Thursday, October 08, 2009

Germany Part I

Holy shit, it’s been a long time since I’ve written anything here. But hey, that’ll happen when your life becomes a monotonous routine. Nothing ever happens, so there’s nothing to write about. That, however, all changed about a week and a half ago. You’re probably wondering how my trip to Germany has been. Well, punk ass, you’re about to find out.

It started off Sunday the 27th of September. The kind folks at Delta were awesome enough to create a flight out of Tucson at 6:10am. The kind folks at the TSA are awesome enough to suggest that you arrive two hours early for international flights making the math something like A+B= no fucking sleep.

After a quick cab to the airport, we (Kathi’s sister and I flew over together) were informed that our flight’s departure time had been changed to approximately 7:30. That would have been a key piece of information before getting to the airport. Delta DID send a notice. It just so happened that this noticed arrived in my inbox after I’d already arrived at the airport, making it pretty fucking useless indeed. We boarded at our newly scheduled time and flew to Atlanta without incident. Incident found us in Atlanta though.

It just so happened that Kathi’s sister is retarded about her pet rat. As it turns out, it needs to bathe in sand to keep its coat clean. That, in and of itself, is goddam ridiculous. That’s like saying I need to smear shit on myself to keep from stinking, but whatever. Kathi’s sister was unsatisfied with the sand for purchase in Germany. Since the USA is the world’s capital for all things ass-kickingly awesome, she took advantage of her trip to purchase our super-ultra high-quality… chinchilla sand. Fucking gay, I know. Even gayer still was the fact that she decided to take this sand along in her carry-on luggage. Have you ever tried to bring a very fine, and very unmarked, sand along with you through airport security? It was fortunate for us that the damn flight was delayed after all.

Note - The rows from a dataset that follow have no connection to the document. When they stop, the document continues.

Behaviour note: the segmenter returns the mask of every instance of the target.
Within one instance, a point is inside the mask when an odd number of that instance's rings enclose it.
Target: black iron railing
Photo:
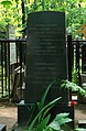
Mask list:
[[[0,98],[24,97],[26,40],[0,40]],[[86,72],[86,41],[67,37],[68,80],[79,85]]]
[[[25,43],[26,40],[0,40],[0,98],[17,97],[17,87],[22,88],[19,81],[23,81]]]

I mention all this because we had to go back through airport security in Atlanta. With the sand again. You see, our flight landed in the B terminal and our next flight left from the E terminal which is – literally – about a mile from the B terminal. Having been cooped up in a plane for a long while though, I thought I’d do like I always do and just walk the distance. It gets the blood pumping again, and kills some of the time on a 4-hour layover. We walked the wrong way though and left the secure area, so we had to go back through security at one of the busiest airports in the country. Kathi’s sister wasn’t amused. I bit my tongue and let her be pissed off. I wasn’t the one that thought it’d be a good idea to take sand in my carry-on bag.

Amazingly though, the security was much easier in Atlanta. They have a much higher volume of people that they have to screen, so the logical solution is for them to do a half-assed job. That makes things much quicker.

The rest of the Atlanta lay-over was kosher. All until we boarded the plane. Luckily for us, the three most loud mouthed and idiotic cunts in all of California were sitting just behind and to the left of us. These three people are the reason the world hates the US. No volume control, obscenities in public, bragging about how much they could drink, and so on. Just obnoxious. But hey, Obama’s the President now, so maybe these chicks were actually charming to our European counterparts on the flight.

Everything else went off without a hitch and we arrived at Kathi’s sister’s apartment. I was greeted with a “Charmed” welcome mat. These are the kinds of things you see in the SkyMall catalogue and wonder, “who the fuck are the people that actually buy things like this?” My girlfriend is. That’s who.

Flo was at the apartment when we arrived. He’s Kathi’s boyfriend. He works in a middle part of Germany, but wanted to go to the Oktoberfest with us so he chilled in Munich for one day. It was fantastic that he was there, because, in addition to being a cool dude, he knows the password to the apartment’s secure wireless network. So after getting connected to the internet and showering up, the next logical thing to do was to go to the Oktoberfest.